Aliás, Van Gogh com a esquizofrenia procurou superar o problema, quis superar sua angustia de não se adequar e se relacionar de forma diferente com a época em que viveu e com sua família. Ele mesmo diz: “fiz tudo que podia para agradar eles”. A única forma que encontrou para se relacionar de forma diferente com sua angustia foi usando suas pinturas, isto é, externalizou com suas obras, e assim criou uma nova relação com a angústia. Queria comover as pessoas com sua arte. Esses também foram os momentos extraordinários de sua vida, isto é, os únicos momentos em que entrou na pintura e esqueceu sua angustia. Ele girou em torno do problema, o sócio cultural que o rejeitava devido a sua esquizofrenia e sucumbiu. FOI DOMINADO PELO PROBLEMA.

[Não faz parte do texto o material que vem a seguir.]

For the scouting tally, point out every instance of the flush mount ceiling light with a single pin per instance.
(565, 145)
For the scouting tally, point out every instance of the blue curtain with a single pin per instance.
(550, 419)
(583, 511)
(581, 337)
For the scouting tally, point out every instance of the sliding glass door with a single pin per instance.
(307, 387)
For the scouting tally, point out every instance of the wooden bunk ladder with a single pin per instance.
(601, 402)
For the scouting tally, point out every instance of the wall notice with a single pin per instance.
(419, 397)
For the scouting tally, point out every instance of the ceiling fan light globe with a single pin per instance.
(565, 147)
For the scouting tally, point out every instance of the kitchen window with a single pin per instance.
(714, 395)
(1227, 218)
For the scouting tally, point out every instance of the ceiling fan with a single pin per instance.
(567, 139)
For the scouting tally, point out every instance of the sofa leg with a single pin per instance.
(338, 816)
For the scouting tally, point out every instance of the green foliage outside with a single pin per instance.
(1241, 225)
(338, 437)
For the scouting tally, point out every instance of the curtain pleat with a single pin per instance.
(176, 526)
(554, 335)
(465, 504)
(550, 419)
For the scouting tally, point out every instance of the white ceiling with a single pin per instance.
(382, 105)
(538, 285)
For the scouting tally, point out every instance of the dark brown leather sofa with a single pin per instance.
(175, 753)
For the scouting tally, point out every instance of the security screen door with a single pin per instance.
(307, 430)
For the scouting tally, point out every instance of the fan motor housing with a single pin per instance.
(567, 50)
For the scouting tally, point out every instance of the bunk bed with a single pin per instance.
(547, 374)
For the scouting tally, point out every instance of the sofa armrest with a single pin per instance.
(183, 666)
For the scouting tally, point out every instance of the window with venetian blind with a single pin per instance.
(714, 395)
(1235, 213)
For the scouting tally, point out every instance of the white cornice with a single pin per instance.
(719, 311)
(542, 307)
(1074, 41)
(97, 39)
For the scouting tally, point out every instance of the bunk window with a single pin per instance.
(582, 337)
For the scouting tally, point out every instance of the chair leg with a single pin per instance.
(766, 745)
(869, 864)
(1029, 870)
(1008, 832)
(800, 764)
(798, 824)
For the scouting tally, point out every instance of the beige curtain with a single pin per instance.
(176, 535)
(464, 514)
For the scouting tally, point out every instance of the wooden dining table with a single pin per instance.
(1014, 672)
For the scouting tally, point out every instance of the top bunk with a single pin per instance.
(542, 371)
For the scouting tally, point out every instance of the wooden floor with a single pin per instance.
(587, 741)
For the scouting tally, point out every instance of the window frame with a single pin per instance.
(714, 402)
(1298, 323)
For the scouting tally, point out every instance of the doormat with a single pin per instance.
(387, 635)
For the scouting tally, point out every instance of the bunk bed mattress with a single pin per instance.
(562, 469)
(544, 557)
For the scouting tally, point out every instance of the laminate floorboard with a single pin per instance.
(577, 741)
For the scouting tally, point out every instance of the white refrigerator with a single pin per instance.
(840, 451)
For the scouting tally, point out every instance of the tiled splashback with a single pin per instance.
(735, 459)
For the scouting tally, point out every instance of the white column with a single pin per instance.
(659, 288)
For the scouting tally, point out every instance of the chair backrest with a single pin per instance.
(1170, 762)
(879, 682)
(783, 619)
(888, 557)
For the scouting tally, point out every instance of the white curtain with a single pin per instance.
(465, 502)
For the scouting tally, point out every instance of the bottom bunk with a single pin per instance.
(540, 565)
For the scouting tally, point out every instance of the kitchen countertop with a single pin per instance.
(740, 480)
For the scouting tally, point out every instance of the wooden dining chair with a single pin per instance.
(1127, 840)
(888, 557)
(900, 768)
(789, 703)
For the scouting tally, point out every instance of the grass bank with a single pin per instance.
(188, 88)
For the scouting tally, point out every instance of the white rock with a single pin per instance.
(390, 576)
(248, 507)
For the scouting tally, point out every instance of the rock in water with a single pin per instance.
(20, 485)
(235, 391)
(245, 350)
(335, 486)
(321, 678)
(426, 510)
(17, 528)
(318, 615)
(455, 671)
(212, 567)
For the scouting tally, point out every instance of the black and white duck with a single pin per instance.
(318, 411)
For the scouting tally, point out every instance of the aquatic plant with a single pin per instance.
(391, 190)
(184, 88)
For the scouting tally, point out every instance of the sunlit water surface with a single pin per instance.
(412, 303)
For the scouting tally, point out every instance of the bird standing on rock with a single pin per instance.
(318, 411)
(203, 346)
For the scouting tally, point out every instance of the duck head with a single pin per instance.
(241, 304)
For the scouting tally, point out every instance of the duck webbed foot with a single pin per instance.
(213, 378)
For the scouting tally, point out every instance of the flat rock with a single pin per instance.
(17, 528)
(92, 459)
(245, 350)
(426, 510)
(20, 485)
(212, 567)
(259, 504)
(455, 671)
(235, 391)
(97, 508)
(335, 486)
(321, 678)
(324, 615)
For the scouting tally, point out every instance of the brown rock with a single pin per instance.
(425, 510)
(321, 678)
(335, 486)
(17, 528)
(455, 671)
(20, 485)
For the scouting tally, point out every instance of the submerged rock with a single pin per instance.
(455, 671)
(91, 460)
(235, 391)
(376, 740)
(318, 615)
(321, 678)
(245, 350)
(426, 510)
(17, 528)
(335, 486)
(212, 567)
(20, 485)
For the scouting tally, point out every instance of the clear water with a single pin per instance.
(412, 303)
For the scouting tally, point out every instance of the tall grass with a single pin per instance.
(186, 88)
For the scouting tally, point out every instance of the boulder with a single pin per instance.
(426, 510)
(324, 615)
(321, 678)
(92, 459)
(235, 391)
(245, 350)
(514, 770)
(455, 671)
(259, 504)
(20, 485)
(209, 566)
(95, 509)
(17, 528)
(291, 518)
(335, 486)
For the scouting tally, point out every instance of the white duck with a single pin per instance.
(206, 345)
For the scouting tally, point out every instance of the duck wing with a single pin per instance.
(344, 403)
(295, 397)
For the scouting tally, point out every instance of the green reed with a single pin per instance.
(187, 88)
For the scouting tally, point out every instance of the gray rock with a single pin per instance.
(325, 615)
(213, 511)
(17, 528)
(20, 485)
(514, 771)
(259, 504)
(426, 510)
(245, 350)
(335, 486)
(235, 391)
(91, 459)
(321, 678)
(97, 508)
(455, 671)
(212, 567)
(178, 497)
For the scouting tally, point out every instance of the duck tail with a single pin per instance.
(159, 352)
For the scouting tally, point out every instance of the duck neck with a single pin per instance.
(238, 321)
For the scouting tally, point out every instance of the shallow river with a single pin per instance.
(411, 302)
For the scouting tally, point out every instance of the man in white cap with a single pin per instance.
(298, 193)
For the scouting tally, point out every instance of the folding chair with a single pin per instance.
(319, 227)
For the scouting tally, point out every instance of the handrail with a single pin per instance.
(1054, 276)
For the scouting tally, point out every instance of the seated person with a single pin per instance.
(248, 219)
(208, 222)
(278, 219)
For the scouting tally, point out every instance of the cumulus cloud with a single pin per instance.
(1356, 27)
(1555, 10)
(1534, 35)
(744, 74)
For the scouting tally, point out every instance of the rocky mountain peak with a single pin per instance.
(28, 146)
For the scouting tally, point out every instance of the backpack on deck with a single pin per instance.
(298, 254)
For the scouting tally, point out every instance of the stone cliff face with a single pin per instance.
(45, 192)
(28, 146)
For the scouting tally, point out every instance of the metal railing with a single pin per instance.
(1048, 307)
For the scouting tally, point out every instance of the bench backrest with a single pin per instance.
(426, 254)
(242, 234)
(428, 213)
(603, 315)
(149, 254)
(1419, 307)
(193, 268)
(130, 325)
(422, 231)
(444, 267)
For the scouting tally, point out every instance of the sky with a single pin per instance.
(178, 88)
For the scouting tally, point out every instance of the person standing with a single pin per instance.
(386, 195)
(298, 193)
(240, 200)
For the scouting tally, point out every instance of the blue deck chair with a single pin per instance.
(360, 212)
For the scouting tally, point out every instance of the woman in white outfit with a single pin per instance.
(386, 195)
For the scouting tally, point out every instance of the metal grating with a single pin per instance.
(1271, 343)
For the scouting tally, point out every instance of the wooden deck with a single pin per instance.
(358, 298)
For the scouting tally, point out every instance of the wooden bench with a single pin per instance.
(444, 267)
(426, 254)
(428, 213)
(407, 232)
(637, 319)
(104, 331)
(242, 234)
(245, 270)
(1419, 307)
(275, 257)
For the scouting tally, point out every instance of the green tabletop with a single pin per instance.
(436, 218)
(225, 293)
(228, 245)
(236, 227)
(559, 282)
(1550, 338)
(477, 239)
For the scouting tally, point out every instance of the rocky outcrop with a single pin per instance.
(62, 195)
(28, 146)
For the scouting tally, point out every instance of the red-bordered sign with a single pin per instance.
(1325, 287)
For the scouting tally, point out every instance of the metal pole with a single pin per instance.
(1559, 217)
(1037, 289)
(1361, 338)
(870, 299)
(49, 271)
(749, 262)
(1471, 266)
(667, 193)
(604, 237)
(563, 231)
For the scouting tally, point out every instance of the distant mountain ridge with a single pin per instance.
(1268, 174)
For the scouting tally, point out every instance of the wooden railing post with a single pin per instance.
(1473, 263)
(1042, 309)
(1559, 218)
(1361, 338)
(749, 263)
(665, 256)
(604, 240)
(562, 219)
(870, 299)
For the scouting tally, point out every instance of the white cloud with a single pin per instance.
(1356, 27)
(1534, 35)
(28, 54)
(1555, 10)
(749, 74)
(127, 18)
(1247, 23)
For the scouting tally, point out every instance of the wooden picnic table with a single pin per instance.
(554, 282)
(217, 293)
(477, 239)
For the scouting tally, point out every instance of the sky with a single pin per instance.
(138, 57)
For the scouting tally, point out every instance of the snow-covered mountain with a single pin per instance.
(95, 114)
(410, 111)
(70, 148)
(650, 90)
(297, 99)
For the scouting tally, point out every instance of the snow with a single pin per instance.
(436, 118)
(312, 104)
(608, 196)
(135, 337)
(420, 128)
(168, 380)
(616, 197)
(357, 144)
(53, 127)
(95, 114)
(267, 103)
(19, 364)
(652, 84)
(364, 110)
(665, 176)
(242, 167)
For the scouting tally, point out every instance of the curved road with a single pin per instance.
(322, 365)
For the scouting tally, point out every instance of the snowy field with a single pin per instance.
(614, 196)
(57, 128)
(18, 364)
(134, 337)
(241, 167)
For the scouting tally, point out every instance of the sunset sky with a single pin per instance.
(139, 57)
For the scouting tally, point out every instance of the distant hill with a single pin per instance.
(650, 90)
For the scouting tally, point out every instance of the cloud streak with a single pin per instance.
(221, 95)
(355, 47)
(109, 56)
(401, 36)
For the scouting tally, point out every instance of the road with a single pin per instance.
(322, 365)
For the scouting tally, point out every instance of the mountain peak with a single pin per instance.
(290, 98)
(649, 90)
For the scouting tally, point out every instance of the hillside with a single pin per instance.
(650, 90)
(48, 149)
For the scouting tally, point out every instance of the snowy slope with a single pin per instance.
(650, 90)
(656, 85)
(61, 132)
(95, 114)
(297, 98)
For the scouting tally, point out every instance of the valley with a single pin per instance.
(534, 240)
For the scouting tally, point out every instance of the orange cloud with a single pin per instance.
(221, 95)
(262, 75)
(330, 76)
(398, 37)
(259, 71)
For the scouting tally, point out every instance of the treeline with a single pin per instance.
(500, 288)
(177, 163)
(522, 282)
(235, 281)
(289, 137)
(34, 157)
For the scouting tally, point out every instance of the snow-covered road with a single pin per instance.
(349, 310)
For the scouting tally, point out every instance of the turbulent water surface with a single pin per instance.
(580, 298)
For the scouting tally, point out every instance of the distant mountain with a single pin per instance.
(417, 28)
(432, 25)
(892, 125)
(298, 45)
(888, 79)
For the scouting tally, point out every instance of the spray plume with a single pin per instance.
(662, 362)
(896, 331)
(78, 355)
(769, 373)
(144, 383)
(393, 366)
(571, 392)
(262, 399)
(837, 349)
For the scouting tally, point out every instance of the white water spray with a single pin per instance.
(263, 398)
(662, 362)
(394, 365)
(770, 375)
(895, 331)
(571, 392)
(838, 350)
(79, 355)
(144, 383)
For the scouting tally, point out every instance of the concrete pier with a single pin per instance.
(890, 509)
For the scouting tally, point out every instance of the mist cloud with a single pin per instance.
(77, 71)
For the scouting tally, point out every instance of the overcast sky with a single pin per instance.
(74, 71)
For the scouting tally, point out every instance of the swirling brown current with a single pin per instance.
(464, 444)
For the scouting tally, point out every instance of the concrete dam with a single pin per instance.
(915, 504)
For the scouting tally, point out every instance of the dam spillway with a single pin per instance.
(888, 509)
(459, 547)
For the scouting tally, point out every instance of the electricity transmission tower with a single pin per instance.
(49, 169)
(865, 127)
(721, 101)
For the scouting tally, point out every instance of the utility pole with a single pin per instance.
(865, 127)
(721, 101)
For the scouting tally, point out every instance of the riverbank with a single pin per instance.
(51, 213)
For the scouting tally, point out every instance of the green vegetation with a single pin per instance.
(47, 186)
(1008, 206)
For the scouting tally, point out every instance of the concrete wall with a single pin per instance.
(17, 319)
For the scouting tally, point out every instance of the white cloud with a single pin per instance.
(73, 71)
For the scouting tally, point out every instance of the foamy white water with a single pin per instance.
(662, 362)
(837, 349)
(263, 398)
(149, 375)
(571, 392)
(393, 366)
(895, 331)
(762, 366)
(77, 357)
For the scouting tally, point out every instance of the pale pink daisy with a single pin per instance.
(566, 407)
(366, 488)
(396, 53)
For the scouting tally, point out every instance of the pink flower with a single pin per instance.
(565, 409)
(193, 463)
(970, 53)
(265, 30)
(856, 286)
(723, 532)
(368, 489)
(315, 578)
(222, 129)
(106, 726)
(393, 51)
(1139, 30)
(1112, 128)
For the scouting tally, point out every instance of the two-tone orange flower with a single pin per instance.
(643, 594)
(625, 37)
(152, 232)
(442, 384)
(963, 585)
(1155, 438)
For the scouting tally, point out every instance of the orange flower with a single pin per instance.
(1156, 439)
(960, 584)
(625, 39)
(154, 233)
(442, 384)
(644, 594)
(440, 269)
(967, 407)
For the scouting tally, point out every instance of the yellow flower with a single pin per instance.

Isso mostra também que ele não conseguia separar a visão que tinha dele mesmo e do problema, além do preconceito sociocultural predominante, acolheu o problema e terminou por se suicidar. Sua morte trágica é muito conhecida, mas permanece um mistério como e por que ele se suicidou. Com Amor – Van Gogh é o último filme da lista, é uma espécie de doc-drama, produzido pela BBC e com roteiro baseado inteiramente nas cartas trocadas entre Van Gogh e seu irmão Theo, entre outros familiares. Grande parte do que se sabe sobre o temperamento e as frustrações do artista só estão acessíveis por conta dessas cartas, isto é, através do seu depoimento onde conta muito sobre sua maneira de enxergar o mundo. Talvez seja uma das produções mais recentes sobre o artista, se levarmos em consideração também os gêneros televisivos documentais e ficcionais. Com Amor – Van Gogh foi produzido fundamentado apenas nas pinturas a óleo de Van Gogh e tiveram como base terem sido animadas com as obras do próprio pintor. Suas pinturas pulam da tela contando sua história. O filme é muito bom.

Por que escolhi esses dois filmes? Por que estes filmes estão abalizados pelas cartas que o próprio artista escreveu e enviou para seu irmão e também na relação dos dois. Ele escreveu nas cartas a sua história.

 COM AMOR – VAN GOGH - narra à história de Van Gogh através de sua pintura. Informações tiradas da internet sobre: Com Amor, Van Gogh. Diretor: Dorota Kobiela e Hugh Welchman Elenco: Douglas Booth, Saoirse Ronan, Aidan Turner País de origem: Reino Unido, Polônia. Ano de produção: 2017 – 94 min. Bom Com Amor, Van Gogh.